Wednesday, January 26, 2011

An Israeli Mobile Phone Provider's Hasidic Blues 

An Israeli mobile phone provider is in trouble over an aborted ad campaign aimed at Hasidic and ultra-Orthodox Jews.

Cellcom, the country's most popular mobile carrier, received a rare order from the Israeli Communications Ministry to stop a marketing campaign targeted at haredi (ultra-Orthodox and Hasidic) Jews. The laws of the Middle Eastern country grant the Communications Ministry wide latitude to intervene in the business practices of mobile phone providers.

The trouble comes from a price war between Cellcom and Mirs, a smaller mobile carrier with extensive ties to the haredi community. Mirs has become popular among Israel's haredi Jews thanks to their aggressive marketing of kosher phones--inexpensive handsets that are crippled in order to disable their text messaging, voice mail, gaming and application functionality.

While most kosher phones are blocked from accessing the internet entirely, several high-end models permit access to a handful of websites approved by influential haredi rabbis.

In a legal development that would be unlikely to arise in the United States, Mirs filed a cease and desist order against a Cellcom marketing campaign targeting haredi Jews. Surprisingly, the Communications Ministry acted on their behalf and forced Cellcom to end their haredi marketing campaign.

Mirs alleges that Cellcom's intentional poaching of their customers violated Israeli law. According to Gad Perez of the Israeli business daily Globes, “the ministry based its decision on the grounds that if Cellcom had targeted the haredi community as a whole, it would not have intervened, but the direct targeting of Mirs' customers violated the terms of Cellcom's license.” According to a letter sent by Mirs to the Communications Ministry, Cellcom's pricing plans were “predatory.”

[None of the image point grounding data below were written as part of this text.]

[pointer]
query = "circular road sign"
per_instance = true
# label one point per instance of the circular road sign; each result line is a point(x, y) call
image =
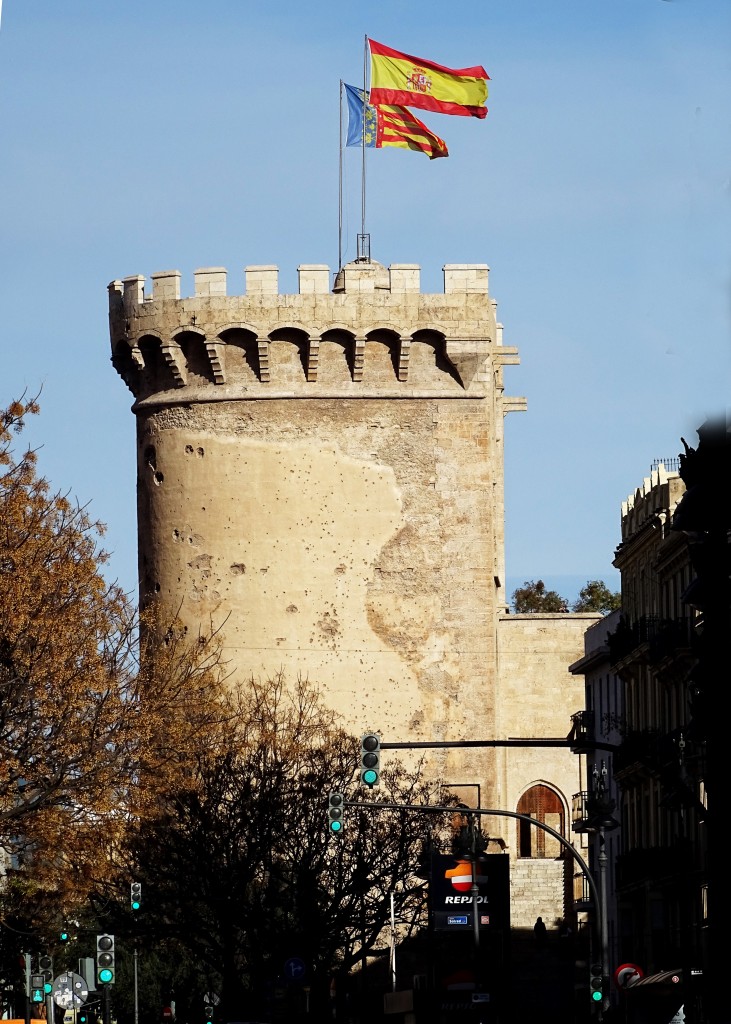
point(70, 990)
point(627, 975)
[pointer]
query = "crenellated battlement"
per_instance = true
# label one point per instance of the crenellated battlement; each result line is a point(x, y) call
point(372, 330)
point(651, 503)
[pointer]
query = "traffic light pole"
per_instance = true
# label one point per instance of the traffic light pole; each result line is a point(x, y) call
point(600, 915)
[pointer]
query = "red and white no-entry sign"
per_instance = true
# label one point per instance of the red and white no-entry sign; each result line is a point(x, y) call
point(627, 975)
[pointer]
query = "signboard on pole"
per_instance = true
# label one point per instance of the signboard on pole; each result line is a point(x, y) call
point(450, 898)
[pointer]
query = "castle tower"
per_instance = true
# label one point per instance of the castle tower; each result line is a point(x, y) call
point(320, 476)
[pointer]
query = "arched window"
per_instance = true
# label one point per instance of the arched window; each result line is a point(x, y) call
point(544, 804)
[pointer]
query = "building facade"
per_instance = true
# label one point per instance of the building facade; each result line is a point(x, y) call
point(320, 479)
point(661, 869)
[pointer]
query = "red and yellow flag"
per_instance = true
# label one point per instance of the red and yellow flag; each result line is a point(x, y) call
point(399, 127)
point(398, 79)
point(378, 127)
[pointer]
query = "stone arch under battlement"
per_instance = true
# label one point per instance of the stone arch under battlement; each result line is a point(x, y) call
point(375, 333)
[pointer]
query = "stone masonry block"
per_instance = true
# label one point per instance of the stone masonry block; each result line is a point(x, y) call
point(210, 281)
point(405, 276)
point(313, 279)
point(262, 280)
point(466, 278)
point(166, 285)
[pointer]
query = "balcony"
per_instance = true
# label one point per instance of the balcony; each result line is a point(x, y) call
point(652, 637)
point(579, 811)
point(653, 864)
point(582, 893)
point(582, 734)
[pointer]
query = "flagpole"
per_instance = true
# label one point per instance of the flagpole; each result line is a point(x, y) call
point(340, 182)
point(362, 150)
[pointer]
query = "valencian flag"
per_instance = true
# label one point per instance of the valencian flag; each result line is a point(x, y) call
point(406, 81)
point(387, 126)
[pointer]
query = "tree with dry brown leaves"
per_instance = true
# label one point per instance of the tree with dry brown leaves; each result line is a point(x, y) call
point(90, 723)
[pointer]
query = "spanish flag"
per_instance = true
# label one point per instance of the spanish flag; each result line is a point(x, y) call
point(406, 81)
point(379, 127)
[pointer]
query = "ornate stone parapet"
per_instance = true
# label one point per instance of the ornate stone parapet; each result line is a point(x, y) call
point(375, 329)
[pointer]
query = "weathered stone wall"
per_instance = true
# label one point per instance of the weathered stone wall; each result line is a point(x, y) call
point(538, 695)
point(536, 890)
point(320, 475)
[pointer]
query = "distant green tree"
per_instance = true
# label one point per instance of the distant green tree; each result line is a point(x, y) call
point(532, 597)
point(596, 596)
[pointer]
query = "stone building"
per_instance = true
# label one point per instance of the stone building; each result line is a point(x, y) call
point(320, 476)
point(661, 872)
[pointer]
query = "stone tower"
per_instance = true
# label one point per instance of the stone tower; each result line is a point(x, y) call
point(320, 475)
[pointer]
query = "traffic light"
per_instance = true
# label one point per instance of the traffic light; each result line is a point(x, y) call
point(335, 812)
point(596, 984)
point(370, 759)
point(135, 895)
point(45, 966)
point(37, 988)
point(104, 960)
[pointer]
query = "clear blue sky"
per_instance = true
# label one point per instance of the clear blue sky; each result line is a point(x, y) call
point(155, 135)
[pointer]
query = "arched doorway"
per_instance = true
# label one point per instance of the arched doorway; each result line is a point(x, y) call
point(544, 804)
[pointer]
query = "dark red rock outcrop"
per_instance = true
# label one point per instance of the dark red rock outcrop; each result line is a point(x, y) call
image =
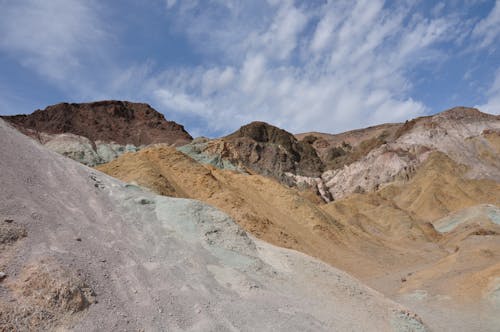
point(122, 122)
point(269, 150)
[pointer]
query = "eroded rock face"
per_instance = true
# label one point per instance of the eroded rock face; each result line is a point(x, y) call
point(116, 121)
point(262, 149)
point(98, 132)
point(155, 263)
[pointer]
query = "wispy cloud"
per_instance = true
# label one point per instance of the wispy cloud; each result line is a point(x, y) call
point(303, 65)
point(340, 65)
point(54, 38)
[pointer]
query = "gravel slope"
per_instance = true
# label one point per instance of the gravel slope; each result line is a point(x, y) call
point(131, 260)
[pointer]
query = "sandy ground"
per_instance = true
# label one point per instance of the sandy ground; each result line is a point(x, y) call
point(120, 258)
point(384, 238)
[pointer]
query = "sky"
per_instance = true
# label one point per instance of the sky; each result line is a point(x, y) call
point(215, 65)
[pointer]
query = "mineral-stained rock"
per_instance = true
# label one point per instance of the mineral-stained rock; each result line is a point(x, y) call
point(98, 132)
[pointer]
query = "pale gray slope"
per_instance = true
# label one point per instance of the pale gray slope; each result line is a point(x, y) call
point(158, 263)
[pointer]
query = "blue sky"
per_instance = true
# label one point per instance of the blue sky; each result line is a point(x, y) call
point(215, 65)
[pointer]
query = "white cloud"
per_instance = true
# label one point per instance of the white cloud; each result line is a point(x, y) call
point(53, 38)
point(488, 29)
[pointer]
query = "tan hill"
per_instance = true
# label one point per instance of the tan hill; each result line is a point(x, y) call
point(260, 205)
point(458, 266)
point(81, 251)
point(98, 132)
point(466, 135)
point(337, 150)
point(381, 237)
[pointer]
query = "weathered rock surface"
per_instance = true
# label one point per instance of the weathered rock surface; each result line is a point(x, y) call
point(146, 262)
point(98, 132)
point(466, 135)
point(262, 149)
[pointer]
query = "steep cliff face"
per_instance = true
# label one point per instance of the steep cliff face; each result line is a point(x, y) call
point(262, 149)
point(108, 121)
point(81, 251)
point(98, 132)
point(393, 153)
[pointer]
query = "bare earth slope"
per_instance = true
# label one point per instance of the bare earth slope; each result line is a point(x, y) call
point(466, 135)
point(381, 237)
point(98, 132)
point(262, 149)
point(85, 252)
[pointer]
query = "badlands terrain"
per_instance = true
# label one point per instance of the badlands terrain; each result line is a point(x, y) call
point(389, 228)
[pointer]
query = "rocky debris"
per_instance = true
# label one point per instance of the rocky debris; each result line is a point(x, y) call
point(259, 148)
point(97, 132)
point(176, 264)
point(269, 150)
point(391, 153)
point(10, 232)
point(122, 122)
point(337, 150)
point(44, 296)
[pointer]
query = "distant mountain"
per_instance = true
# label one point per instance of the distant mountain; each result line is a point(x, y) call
point(363, 160)
point(98, 132)
point(81, 251)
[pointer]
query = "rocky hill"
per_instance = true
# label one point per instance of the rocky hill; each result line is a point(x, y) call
point(387, 238)
point(81, 251)
point(393, 152)
point(98, 132)
point(259, 148)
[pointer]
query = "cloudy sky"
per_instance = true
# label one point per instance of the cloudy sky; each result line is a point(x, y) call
point(214, 65)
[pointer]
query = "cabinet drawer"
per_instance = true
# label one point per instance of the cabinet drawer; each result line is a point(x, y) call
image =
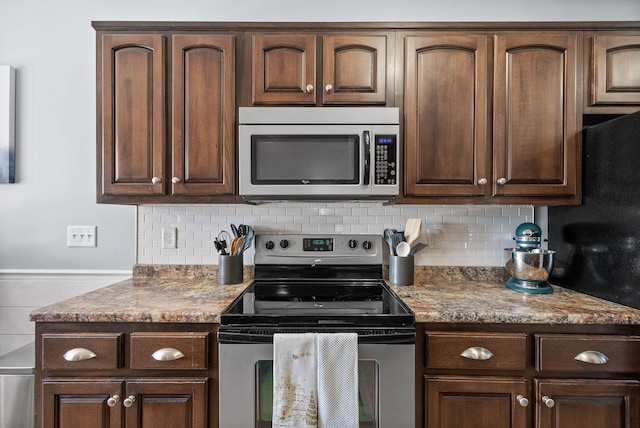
point(587, 353)
point(476, 351)
point(81, 351)
point(169, 350)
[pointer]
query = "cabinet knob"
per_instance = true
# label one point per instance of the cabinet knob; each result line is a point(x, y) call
point(477, 353)
point(79, 354)
point(112, 401)
point(592, 357)
point(167, 354)
point(128, 402)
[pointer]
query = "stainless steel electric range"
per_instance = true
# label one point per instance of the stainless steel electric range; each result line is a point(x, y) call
point(326, 284)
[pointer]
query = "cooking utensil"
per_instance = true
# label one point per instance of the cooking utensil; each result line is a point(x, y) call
point(403, 249)
point(222, 241)
point(236, 244)
point(396, 239)
point(418, 247)
point(248, 238)
point(412, 230)
point(388, 237)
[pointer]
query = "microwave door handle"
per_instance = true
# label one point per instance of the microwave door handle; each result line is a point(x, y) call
point(367, 156)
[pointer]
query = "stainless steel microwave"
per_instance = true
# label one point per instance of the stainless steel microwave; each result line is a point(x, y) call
point(323, 153)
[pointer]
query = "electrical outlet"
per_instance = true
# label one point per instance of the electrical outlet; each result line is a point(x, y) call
point(432, 237)
point(169, 237)
point(81, 236)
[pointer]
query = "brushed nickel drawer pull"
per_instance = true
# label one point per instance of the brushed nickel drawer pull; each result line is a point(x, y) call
point(79, 354)
point(112, 401)
point(522, 400)
point(167, 354)
point(128, 402)
point(592, 357)
point(477, 353)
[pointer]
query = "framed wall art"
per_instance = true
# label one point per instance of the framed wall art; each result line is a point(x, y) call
point(7, 124)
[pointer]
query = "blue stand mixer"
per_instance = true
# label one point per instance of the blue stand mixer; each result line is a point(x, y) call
point(528, 264)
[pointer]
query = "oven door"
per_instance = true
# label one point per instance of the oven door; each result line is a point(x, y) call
point(386, 383)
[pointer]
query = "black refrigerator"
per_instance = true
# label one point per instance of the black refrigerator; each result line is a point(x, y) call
point(597, 243)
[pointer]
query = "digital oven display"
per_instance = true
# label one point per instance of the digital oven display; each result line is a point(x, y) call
point(317, 244)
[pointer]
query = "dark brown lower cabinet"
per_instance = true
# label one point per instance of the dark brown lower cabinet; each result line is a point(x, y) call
point(528, 376)
point(131, 403)
point(587, 403)
point(469, 402)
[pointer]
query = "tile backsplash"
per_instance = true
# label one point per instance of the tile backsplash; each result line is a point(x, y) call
point(458, 235)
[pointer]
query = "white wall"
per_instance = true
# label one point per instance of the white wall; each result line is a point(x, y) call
point(51, 44)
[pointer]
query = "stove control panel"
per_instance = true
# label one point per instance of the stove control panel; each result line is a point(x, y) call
point(291, 248)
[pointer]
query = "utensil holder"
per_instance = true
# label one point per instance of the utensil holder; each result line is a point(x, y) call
point(230, 269)
point(401, 270)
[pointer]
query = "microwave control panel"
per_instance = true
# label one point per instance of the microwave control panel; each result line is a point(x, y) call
point(386, 164)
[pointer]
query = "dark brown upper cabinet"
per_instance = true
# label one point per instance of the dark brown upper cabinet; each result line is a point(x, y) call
point(155, 147)
point(614, 72)
point(491, 119)
point(306, 69)
point(203, 115)
point(131, 114)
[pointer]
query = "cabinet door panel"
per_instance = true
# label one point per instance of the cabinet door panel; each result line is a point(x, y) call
point(132, 95)
point(355, 68)
point(535, 119)
point(203, 131)
point(447, 149)
point(81, 403)
point(588, 404)
point(175, 402)
point(615, 74)
point(470, 402)
point(284, 68)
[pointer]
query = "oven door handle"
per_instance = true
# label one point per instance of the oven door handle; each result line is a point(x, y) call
point(395, 337)
point(366, 137)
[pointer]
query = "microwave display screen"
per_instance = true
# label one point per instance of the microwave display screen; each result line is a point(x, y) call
point(305, 159)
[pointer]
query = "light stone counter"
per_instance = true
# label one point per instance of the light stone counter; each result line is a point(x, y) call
point(192, 294)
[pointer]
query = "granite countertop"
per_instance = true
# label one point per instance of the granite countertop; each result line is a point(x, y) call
point(461, 295)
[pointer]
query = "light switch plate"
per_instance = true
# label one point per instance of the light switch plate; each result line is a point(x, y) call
point(81, 236)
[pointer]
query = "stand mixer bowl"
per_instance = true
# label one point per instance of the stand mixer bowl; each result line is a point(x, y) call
point(529, 269)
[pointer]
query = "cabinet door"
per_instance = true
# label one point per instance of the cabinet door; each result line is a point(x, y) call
point(446, 146)
point(131, 111)
point(615, 72)
point(354, 69)
point(171, 402)
point(587, 403)
point(203, 122)
point(283, 68)
point(535, 120)
point(470, 402)
point(82, 403)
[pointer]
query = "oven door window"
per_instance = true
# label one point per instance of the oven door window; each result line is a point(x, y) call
point(305, 159)
point(368, 379)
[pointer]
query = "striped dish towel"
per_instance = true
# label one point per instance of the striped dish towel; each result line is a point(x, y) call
point(338, 380)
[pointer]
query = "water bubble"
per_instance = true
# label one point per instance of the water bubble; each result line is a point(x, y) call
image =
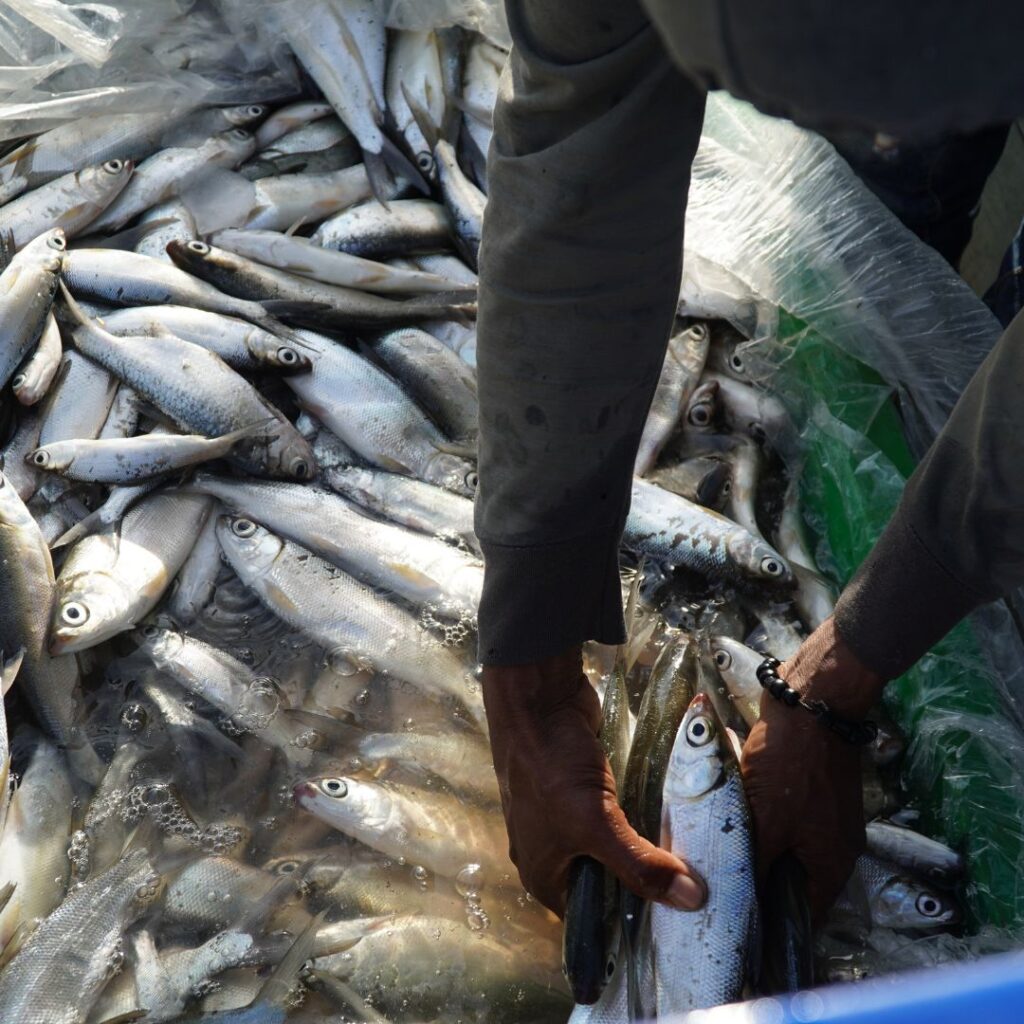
point(469, 881)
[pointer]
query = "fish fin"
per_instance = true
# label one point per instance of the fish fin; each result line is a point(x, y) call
point(130, 238)
point(422, 119)
point(8, 670)
point(7, 249)
point(16, 942)
point(461, 450)
point(5, 894)
point(278, 988)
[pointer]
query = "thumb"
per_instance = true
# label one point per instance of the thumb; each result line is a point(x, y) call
point(644, 868)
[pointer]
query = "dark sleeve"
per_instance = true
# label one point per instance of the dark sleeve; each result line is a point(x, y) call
point(956, 540)
point(594, 134)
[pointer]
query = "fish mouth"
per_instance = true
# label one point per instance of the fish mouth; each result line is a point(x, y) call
point(300, 790)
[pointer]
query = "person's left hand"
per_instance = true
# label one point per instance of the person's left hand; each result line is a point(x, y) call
point(802, 780)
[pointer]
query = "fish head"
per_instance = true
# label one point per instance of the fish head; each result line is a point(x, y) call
point(293, 456)
point(453, 473)
point(239, 117)
point(54, 457)
point(89, 608)
point(905, 902)
point(161, 644)
point(351, 806)
point(47, 249)
point(245, 543)
point(704, 409)
point(103, 180)
point(697, 759)
point(276, 354)
point(759, 560)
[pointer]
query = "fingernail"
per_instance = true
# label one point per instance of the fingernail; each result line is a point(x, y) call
point(685, 893)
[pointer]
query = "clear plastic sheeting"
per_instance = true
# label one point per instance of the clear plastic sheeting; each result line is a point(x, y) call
point(775, 206)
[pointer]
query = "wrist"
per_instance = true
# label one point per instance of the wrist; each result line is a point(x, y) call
point(534, 688)
point(826, 669)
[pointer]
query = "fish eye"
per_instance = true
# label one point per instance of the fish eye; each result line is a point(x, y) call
point(699, 731)
point(75, 613)
point(334, 787)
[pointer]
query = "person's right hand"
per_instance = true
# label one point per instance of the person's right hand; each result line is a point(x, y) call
point(558, 795)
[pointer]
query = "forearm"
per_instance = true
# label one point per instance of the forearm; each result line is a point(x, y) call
point(956, 540)
point(579, 283)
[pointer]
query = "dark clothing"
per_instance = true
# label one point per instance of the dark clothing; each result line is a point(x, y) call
point(595, 130)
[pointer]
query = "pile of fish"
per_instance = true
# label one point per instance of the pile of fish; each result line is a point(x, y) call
point(249, 775)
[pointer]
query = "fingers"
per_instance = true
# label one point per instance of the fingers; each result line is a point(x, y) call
point(644, 868)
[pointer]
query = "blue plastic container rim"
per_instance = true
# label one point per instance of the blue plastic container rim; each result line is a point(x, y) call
point(989, 990)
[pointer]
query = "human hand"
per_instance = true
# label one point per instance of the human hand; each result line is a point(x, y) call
point(558, 795)
point(804, 782)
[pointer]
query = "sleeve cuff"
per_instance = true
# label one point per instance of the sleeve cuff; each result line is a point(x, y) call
point(540, 601)
point(901, 602)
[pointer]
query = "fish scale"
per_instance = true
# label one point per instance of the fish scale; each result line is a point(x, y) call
point(701, 957)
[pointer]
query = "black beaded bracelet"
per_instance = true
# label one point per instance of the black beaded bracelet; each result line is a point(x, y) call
point(860, 733)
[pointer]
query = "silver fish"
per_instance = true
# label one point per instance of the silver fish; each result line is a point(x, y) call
point(436, 379)
point(737, 666)
point(287, 119)
point(170, 172)
point(200, 392)
point(34, 843)
point(423, 826)
point(916, 853)
point(27, 594)
point(108, 584)
point(241, 344)
point(298, 255)
point(72, 202)
point(342, 615)
point(33, 380)
point(672, 529)
point(367, 410)
point(406, 226)
point(895, 899)
point(280, 203)
point(60, 971)
point(27, 289)
point(80, 399)
point(701, 958)
point(422, 569)
point(684, 361)
point(309, 301)
point(407, 501)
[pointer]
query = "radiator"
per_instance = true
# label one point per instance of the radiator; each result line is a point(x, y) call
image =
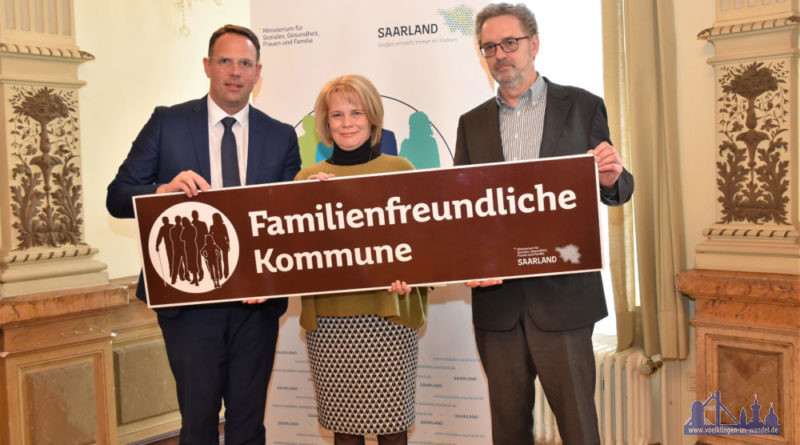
point(622, 396)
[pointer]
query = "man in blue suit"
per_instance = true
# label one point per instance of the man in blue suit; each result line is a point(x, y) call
point(216, 351)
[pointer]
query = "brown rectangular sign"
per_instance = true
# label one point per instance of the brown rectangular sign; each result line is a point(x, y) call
point(437, 226)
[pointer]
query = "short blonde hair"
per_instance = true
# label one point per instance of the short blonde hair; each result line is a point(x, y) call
point(355, 90)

Cellcom was offering a highly-discounted package to haredi customers which included 2,000 minutes of airtime a month for US$10, a handset rebate and compensation for any costs incurred by changing carriers.

Israel has approximately 730,000 haredi Jews. Haredi clergy have largely frowned upon the use of mobile phones while accepting them as a necessary evil. One influential rabbi, Ovadiah Yosef of the theocratic-leaning Shas parry, formulated a missive urging yeshiva students to avoid purchasing smartphones:

We heard of small, new devices that let you watch movies and surf the internet, heaven forbid, and reach all sorts of foul places--in one instant a man can stumble and fall, heaven forbid, to the bottom of the pit […] Therefore […] we urge [you] to keep as far away from these dangerous devices as possible, keep restraint and beware.

Other statements made by the sometimes controversial Rabbi Yosef have targeted women, homosexuals, atheists, liberals, Arabs, and Jews of Eastern European descent.

Mirs specifically targeted the haredi community with a series of pricing plans that catered toward members' lifestyles with low monthly subscription fees, cheap extra handsets and free minutes monthly for all family members. Haredi Jews, following the Biblical injunction to “be fruitful and multiply,” traditionally have had large families. A large portion of the Haredi community lives on public assistance, which has also assisted Mirs in market penetration through low-cost, no-frills plans.

Micromarketing of custom-tailored mobile phone plans to specific demographics is common practice in Israel among all mobile providers. These include special phone plans tailored toward soldiers, Arabs and Israelis working in foreign countries.

Cellcom did not incur any fines or penalties due to the Communications Ministry's ruling.